Foxx Coker with Parents

2 Year Old Foxx Coker is reunited with his parents after being taken away at 2 months old. Image source Post and Courier.

SC parents work to reconnect with toddler son after child abuse probe pulled them apart

By Glenn Smith
Post and Courier

Excerpts:

Watching young Foxx Coker pad around his Johns Island home, clutching his favorite toy dog and dancing to the theme of SpongeBob SquarePants, his parents can’t help but think of all the little moments like this they have missed over the past two years.

His first steps. His first words. His first taste of solid food. Moments forever lost amid a swirl of accusations and heartache.

Foxx was just 2 months old when the state Department of Social Services whisked him away in May 2017 after a variety of broken bones in his body led to suspicions of child abuse. Then, a judge unexpectedly returned him to his parents Wednesday after a medical expert testified that the boy’s injuries resulted from a bone-weakening case of nutritional rickets, not physical abuse.

He’s already spent more time with them than he has since he was placed in protective custody and shuttled through a series of foster homes. During that time, his parents were allowed to see Foxx for two hours each month in a DSS facility while case workers watched from behind two-way mirrors.
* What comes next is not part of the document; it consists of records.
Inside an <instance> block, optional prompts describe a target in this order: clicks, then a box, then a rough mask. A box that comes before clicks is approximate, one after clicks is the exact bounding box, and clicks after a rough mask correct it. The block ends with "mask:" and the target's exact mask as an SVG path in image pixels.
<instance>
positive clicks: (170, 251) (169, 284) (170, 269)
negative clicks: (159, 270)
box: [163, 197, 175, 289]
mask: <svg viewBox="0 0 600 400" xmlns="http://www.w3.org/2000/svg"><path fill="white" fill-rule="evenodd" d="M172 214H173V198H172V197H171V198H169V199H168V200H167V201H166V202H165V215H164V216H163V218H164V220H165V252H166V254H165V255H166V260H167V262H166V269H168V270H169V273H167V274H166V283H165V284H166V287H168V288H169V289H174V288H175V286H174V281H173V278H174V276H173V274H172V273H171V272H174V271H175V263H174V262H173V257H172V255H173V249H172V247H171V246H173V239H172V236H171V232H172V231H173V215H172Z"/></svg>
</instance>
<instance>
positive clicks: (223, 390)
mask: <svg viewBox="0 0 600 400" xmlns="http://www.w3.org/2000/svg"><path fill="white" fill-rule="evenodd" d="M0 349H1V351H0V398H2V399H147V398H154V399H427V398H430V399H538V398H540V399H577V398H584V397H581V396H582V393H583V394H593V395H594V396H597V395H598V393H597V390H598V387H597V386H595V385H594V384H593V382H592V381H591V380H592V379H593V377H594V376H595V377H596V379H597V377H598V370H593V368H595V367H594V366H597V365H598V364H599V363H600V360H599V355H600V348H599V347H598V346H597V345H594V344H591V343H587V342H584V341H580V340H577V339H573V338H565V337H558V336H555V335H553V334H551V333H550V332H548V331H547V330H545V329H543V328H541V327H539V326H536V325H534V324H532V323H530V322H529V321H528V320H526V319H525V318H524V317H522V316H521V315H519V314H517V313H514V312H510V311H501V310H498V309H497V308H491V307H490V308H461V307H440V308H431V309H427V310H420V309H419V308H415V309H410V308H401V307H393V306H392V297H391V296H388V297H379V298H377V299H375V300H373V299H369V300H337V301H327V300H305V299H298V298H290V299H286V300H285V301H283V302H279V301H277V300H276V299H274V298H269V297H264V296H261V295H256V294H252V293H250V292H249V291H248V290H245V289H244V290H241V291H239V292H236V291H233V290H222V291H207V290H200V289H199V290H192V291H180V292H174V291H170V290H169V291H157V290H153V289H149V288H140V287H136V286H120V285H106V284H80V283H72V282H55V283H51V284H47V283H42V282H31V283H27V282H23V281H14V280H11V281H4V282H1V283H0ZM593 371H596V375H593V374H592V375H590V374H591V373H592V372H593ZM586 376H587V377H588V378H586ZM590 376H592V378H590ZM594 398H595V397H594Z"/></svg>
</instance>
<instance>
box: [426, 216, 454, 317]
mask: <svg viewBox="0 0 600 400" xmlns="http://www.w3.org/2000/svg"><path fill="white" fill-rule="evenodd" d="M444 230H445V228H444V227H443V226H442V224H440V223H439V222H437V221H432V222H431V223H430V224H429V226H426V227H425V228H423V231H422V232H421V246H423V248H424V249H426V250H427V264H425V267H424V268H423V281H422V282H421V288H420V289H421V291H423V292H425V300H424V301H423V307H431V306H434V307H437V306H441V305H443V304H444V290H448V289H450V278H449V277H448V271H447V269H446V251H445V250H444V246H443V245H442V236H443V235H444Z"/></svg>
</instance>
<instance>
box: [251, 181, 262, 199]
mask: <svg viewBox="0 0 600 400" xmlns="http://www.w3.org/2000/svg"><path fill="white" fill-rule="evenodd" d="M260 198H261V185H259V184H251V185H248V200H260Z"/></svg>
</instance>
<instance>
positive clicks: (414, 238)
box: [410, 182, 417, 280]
“He knew who we were,” said his father Joshua Coker. “But there is no way you can truly bond with someone in two hours a month.”
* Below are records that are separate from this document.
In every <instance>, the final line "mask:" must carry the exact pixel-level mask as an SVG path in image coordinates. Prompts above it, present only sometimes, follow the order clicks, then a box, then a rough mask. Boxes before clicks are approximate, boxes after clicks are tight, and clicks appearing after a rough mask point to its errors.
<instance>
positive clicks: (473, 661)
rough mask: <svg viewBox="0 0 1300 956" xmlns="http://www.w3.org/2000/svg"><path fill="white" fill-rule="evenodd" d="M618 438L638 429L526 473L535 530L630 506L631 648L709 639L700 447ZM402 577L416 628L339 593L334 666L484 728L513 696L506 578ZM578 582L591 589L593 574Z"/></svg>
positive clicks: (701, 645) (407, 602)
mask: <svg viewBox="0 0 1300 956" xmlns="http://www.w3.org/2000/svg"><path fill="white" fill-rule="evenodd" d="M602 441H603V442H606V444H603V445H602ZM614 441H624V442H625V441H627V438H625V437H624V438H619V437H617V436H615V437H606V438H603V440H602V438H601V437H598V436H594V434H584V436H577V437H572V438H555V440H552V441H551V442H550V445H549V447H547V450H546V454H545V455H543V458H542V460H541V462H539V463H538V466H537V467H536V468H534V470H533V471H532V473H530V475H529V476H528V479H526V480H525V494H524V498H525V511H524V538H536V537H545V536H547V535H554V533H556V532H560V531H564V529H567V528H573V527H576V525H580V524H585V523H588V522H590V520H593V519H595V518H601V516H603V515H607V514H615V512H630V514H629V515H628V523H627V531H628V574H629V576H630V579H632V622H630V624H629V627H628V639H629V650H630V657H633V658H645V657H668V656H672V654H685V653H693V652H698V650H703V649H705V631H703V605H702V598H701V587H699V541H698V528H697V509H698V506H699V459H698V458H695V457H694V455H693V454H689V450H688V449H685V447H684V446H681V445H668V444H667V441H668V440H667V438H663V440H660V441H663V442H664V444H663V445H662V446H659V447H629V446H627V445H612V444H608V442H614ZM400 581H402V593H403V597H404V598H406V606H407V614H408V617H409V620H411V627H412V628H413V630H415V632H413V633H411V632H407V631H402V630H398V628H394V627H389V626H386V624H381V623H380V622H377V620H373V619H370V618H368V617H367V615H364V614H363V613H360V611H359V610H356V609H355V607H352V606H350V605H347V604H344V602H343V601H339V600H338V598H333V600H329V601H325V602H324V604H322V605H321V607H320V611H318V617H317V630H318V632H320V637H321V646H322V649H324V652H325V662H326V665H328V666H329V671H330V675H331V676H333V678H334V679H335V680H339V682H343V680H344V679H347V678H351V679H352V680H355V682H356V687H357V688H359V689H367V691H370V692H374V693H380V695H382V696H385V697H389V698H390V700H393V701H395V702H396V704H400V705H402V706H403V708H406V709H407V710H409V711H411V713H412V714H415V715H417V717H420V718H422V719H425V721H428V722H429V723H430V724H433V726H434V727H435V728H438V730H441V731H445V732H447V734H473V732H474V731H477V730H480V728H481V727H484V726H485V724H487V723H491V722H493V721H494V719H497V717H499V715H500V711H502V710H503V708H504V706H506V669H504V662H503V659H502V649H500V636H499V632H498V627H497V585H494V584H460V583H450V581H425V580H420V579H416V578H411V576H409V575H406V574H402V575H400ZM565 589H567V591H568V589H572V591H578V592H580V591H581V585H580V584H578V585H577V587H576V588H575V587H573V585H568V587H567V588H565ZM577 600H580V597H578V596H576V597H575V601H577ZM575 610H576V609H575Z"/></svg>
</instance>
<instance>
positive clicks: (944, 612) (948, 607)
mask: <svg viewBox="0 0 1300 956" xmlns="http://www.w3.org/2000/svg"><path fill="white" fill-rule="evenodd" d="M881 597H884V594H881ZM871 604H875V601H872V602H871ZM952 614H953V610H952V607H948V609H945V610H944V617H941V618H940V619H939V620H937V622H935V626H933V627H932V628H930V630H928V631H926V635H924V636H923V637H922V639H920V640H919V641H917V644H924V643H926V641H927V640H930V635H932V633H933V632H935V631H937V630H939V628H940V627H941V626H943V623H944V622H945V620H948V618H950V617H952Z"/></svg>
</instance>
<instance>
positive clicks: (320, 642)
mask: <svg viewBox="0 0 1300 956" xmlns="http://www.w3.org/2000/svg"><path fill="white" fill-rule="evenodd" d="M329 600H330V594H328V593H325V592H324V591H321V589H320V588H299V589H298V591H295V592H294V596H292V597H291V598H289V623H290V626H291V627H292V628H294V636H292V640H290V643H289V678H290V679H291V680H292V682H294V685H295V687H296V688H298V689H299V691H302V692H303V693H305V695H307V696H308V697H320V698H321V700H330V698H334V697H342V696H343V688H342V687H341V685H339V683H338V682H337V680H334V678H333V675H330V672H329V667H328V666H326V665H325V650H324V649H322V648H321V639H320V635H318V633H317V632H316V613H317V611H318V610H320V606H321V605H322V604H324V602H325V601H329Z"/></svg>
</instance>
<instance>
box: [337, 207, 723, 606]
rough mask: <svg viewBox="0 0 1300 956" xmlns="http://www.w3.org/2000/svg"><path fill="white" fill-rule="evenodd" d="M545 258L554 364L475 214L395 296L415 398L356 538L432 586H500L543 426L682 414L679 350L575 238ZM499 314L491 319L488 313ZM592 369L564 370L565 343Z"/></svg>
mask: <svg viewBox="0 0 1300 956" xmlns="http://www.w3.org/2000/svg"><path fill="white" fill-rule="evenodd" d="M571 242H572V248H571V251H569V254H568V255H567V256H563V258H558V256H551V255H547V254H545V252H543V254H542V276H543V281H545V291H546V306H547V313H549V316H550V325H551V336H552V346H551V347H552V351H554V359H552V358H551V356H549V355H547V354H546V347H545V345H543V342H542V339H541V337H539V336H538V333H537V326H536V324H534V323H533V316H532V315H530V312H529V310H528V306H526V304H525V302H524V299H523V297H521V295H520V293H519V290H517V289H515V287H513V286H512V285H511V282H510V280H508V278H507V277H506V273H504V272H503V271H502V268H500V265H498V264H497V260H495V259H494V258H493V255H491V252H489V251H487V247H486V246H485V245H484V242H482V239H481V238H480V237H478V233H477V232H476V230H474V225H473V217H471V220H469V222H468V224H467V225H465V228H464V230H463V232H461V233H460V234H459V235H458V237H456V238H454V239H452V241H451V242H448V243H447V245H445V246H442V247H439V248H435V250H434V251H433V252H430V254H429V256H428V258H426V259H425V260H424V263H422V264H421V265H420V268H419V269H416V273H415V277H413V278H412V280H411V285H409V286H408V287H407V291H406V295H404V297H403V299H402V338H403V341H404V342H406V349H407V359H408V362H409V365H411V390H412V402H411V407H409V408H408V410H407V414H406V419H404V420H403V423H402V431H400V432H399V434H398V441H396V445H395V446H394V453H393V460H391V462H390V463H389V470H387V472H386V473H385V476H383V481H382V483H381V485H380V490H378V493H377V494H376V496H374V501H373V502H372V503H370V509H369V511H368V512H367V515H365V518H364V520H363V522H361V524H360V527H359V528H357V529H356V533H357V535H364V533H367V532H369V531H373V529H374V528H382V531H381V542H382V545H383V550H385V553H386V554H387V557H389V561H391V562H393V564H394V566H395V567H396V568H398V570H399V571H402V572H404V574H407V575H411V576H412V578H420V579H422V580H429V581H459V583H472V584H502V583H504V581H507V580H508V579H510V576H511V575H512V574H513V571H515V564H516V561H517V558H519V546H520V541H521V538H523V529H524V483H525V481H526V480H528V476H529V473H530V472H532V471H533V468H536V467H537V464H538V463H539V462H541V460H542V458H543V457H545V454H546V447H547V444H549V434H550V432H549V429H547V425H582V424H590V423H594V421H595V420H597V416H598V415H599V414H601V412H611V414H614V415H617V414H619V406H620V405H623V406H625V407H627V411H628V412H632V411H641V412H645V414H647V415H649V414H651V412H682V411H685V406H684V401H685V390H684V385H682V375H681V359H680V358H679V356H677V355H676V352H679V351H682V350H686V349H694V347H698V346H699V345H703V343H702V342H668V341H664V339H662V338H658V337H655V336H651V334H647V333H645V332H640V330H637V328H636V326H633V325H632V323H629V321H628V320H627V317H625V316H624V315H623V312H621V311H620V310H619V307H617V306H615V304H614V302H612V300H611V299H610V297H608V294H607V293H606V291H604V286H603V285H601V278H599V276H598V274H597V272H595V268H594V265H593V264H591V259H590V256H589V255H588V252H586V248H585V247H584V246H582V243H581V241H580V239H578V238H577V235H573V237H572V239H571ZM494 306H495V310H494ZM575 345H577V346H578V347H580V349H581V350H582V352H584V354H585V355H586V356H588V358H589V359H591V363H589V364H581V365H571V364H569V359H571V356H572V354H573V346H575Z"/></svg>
That’s just 24 hours in a year, he said. The equivalent of a single day.

They would watch as the foster parents’ car pulled away with Foxx inside after each visit. It was like the moment he’d been stripped from them was being played on an endless loop, his mother, Ashley Joyner, said.

“It’s been awful,” she said, shaking her head. “An absolute nightmare.”

The family’s long journey started, Joyner said, when she discovered her infant’s son left leg was swollen one day, though without signs of obvious bruising. They ended up at Medical University Hospital, where doctors informed them that Foxx had a leg fracture.

The medical staff didn’t mention at the time that X-rays had pinpointed several other fractures as well. But soon, DSS investigators arrived on the scene and began questioning Joyner and Coker about the injuries, the couple said.

They were caught off guard by the sudden scrutiny but were confident, they said, that authorities would realize their suspicions were misplaced. That didn’t happen. Foxx was soon placed in protective custody.

A few weeks later, Charleston County sheriff’s deputies moved in to arrest the couple on suspicion of child abuse after testing failed to pinpoint a medical condition that could have caused the injuries and doctors pointed to signs of possible trauma, according to arrest affidavits.

After news of the arrests broke, the couple received death threats over social media, Coker said. Joyner said anger, depression and stress set in, and she grew uncomfortable even venturing out to the grocery store.

Foxx had been their “miracle baby,” as Joyner, 27, had a medical condition that doctors said would prevent her from having a child. How could people think they would harm him, they wondered.